窓際の子猫
ミナクが部屋、と呼ぶ病室には、たくさんの絵が飾ってあった。ベッドの横にも、テレビの上にも、窓際にも。
きっと、今までずっとここで書いてきたんだろう、彼女は、とても絵がうまかった。
好きなものを選んでいいよ、と言われたものの、全ての絵に、前に見た桜のように繊細で、彼女の心がこもっている気がして、一枚に選べなかった。
ベッドの脇の花を置く机。そこに、ひときわ目立つ、子猫の絵があった。白黒だからよくはわからないが、三毛猫っぽい毛柄で、小さいかわいい子猫。
こちらを見るまん丸の瞳。やや尖った耳。ピンと立った尻尾。ぎこちなく動かす細い、でもしっかりした足。
__届きそうで、届かない__そんなことを思っているのだろうか、前足を懸命に、猫じゃらしへ伸ばしている。
なんだかまるで、櫻庭ミナクの生まれ変わりのようで、不思議なつながりを感じた。
「お、神谷くん、お目が高いねえー。その絵、私が1週間かけて子猫ちゃんを観察して書いた、超大作なんだよ」
ずっと子猫に見とれていた僕に、絵を描いた本人が言った。
え、じゃあそんないいものより、他の絵を……。
超大作なんかをもらっていいものか、と不安に思った僕の心を読んだのか、慌てて首を横に振る。
「いいのいいの、超大作でも自慢する人いないから寂しいんだよ。それに、ひざ掛けとってくれたお礼だし」
気前よく言った。
「……病院に猫って、連れてきていいんだ」
絵の感想でもなんでもなく、ただ疑問を言った僕にも、ちゃんと答えてくれた。
「ううん、これ書いたのは、ここじゃないんだ。おばあちゃんの家にいる猫が赤ちゃん産んだから、見にくればって言われて」
ミナクのお婆さん。きっと似ていて、優しいんだろうな。
僕は自分の祖母を写真でしか見たことがない。
キリッとした一重まぶたに、鋭い目。真っ黒に染めた髪をショートカットにし、灰色のメガネをかけ、白いラインが入った黒のツーピースを着ている。皺だらけの顔からは苦労が滲み出し、写真いっぱいにひろがる、怖いオーラをまとっていた。きっと、厳しい人だったのだろう。
対して、ミナクの祖母はどんな人だったのだろう、と想像していた僕に向けて発せられた彼女の言葉は、僕の想像とは全く違った。

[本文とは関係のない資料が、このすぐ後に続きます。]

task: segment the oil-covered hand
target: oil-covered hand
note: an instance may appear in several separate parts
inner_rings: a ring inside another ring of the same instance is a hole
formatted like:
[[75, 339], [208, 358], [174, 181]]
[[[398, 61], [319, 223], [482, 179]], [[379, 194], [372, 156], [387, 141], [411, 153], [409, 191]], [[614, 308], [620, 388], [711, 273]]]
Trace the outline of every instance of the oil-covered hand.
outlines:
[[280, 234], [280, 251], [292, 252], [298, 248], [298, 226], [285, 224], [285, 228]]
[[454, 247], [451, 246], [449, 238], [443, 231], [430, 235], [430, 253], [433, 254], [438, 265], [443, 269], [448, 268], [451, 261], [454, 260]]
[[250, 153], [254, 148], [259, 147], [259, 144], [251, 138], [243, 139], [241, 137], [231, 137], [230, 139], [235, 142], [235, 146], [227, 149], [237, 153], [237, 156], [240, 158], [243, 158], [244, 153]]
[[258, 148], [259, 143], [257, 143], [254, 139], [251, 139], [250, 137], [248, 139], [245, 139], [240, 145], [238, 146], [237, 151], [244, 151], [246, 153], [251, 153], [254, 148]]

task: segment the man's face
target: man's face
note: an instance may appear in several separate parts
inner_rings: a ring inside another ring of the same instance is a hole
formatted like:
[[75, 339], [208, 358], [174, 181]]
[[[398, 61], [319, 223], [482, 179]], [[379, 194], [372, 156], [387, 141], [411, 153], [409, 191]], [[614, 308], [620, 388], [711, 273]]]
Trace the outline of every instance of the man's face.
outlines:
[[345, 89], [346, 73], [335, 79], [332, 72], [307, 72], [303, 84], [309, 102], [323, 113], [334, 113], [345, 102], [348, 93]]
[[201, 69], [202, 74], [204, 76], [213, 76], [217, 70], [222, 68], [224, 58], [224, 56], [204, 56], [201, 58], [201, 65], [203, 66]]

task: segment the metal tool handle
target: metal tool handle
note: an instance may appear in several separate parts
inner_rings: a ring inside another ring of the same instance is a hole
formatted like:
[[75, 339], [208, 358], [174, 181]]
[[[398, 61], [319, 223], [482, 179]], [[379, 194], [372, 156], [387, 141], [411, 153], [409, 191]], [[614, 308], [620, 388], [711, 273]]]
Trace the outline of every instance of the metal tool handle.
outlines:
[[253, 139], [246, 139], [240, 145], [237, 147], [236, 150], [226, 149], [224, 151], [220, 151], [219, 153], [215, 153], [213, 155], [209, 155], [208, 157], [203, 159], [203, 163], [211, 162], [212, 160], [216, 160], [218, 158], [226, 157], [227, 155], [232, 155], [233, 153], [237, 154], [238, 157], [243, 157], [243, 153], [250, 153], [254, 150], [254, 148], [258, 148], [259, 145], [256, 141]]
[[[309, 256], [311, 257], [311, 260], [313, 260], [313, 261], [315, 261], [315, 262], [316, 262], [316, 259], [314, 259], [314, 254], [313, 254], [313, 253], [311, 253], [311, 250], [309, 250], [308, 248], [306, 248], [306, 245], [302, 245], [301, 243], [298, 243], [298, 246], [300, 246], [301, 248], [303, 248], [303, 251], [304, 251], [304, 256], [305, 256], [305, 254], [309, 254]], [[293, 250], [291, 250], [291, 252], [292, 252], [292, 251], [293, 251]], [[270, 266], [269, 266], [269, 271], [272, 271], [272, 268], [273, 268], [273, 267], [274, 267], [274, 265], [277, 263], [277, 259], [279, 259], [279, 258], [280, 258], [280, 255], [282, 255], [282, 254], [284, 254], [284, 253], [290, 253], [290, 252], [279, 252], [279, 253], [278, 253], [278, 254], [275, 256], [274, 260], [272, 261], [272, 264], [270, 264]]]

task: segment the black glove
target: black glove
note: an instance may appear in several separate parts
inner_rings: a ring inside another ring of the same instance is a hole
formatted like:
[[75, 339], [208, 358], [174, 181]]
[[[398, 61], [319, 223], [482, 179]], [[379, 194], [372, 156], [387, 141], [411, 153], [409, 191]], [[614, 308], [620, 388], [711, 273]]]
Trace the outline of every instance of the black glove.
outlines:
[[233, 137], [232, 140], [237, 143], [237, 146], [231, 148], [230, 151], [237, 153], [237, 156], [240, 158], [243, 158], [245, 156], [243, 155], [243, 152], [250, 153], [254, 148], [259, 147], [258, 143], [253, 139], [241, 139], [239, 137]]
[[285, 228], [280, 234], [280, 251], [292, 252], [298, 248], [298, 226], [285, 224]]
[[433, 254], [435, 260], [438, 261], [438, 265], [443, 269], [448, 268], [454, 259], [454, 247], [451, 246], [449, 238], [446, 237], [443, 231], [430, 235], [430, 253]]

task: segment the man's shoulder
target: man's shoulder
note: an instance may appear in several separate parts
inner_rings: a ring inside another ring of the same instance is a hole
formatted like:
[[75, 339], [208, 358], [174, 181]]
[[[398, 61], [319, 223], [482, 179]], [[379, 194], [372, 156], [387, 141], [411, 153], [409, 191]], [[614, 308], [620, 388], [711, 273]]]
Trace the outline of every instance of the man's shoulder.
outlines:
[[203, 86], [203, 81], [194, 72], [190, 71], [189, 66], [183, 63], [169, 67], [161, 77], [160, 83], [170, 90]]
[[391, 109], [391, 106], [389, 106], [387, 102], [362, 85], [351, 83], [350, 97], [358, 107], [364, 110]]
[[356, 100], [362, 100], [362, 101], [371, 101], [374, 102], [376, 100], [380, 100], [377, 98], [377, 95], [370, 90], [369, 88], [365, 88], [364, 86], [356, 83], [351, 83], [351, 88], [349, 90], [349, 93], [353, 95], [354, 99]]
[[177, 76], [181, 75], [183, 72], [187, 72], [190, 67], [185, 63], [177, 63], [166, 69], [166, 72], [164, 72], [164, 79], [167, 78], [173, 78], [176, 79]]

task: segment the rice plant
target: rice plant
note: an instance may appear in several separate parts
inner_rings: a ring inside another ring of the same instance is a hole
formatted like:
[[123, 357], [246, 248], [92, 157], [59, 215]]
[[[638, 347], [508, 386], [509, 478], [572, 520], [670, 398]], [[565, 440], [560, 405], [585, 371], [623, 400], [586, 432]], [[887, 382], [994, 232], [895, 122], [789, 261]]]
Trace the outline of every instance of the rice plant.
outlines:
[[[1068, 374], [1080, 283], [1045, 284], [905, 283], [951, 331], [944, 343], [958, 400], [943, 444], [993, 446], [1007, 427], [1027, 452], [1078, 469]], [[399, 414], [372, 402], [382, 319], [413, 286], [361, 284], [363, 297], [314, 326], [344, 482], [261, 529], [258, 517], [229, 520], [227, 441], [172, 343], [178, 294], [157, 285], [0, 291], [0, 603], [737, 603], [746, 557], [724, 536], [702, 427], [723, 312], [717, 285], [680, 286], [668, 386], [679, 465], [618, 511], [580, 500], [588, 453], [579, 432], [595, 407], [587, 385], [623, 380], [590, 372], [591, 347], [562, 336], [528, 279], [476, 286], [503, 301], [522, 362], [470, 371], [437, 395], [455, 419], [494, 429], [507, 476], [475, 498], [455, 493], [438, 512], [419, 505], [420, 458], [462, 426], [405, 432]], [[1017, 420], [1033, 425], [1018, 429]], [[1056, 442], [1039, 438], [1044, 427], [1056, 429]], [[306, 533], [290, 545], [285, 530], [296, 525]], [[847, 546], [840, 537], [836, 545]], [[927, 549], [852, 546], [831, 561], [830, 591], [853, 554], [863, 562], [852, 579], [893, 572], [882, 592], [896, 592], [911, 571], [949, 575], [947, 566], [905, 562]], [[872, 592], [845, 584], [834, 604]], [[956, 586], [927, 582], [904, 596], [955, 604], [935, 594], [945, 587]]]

「でも、私が行ったら怒られちゃった。お前の仕事は病院にいることだろうがって」
驚愕する僕に、彼女は言葉を続けた。
「結局、おばちゃんがなだめてくれて、特にもめずに済んだんだけど」
「おばちゃん?」
「ああ、私ね、母親がいないの。生まれたときからずっと、お父さんと、叔母ちゃんと、おばあちゃんに育てられてきたんだ」
僕と同じ、母さんがいない。おばあちゃんが厳しそう。おばさんに育てられた、というところも。似ている。
「病気が発覚してからずっとここにいるから、友達もいないし」
寂しそうに言って、窓の方を向いてしまう。
彼女の言う発覚してからずっと、というのはどのくらいなのだろうか。半年?いや、1年?
考えている僕なんか御構い無しに、次々に話し続けるミナク。まるで、悲しみや、苦しみを隠すように。
「だからね、神谷くんが私の部屋に来てくれた時は、本当に嬉しかったんだよ。無理矢理に誘っちゃったから、ムカついてきてくれないかと思ってた。人付き合いとか、苦手なんだ。まあ、看護師と医者としか接しなかったらそうなるか」
最後はいつものように笑ったが、どこか悲しげ。
看護師に聞いたら、事情や、病名など話してくれるだろうか。
いや、そんなの、彼女が望んでないはずだ。きっといつか、自分から話そうと思っているんだ。治った時に。